In effect, they completely turned Humphrey on its head.
I don’t really know of a way to fix this.
[Now-former Governor Jerry Brown] says that “using and manipulating the fear of crime has allowed one segment of our society,” law enforcement, to be overrepresented on the bench.— Terry Carter, “California Gov. Jerry Brown appoints a high percentage of former public defenders to the bench” (February 29, 2016)
And, as Michael Ogul, a former President of the California Public Defenders Association, noted,
“Most district attorney judges that I’ve experienced are unable to divorce themselves from their background once they become a judge,” Ogul says. “They are still trying to help the prosecution, they are still trying to move the case towards conviction or towards a harsher punishment.”— Terry Carter, “California Gov. Jerry Brown appoints a high percentage of former public defenders to the bench” (February 29, 2016)

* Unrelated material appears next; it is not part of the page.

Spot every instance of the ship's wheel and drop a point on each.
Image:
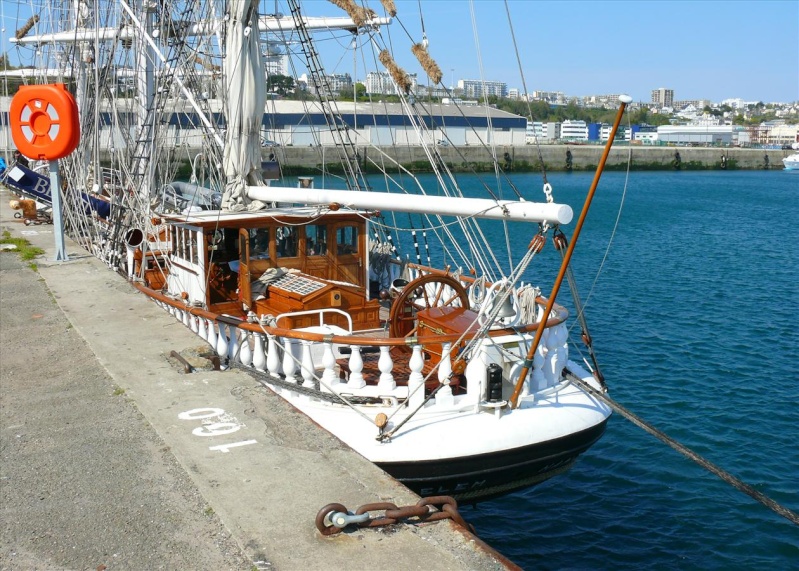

If I may channel Michael Ogul for a second here, we do not need more prosecutors on the bench, who will unfailingly support and aid the government in the violation of the constitutional rights of we, the actual fucking People! We need more judges who care about the fucking Constitution, and protecting the fucking rights of people accused by the fucking government of crimes.
Instead of judges who are nothing more than rubber-stamps for prosecutors, deferring to prosecutors at every step because they believe most defendants are in fact guilty, or because they dislike defense lawyers, we need judges who are truly neutral and disinterested. Instead of judges who actively assist the prosecution and handicap the defense, we need judges who, at the very least, allow the adversarial system to play out.
The truth is these so-called defense-oriented judges are not defense-oriented at all, but Bill of Rights-oriented. We should call them Bill of Rights judges. Instead of allowing these judges to be maligned and passed over for promotion, we should laud them and urge their advancement. And we should demand that there be more Bill of Rights judges.— Abe Smith, Defense-Oriented Judges, 32 Hofstra L. Rev. 1483, 1485-1486 (2004).
Unless and until that happens, in California — contrary to the California Supremes’ declaration in Humphrey, citing the United States Supremes in Salerno, that “liberty is the norm, and detention prior to trial or without trial is the carefully limited exception” — pretrial detention, denied, will be the norm, and liberty will be the carefully limited exception.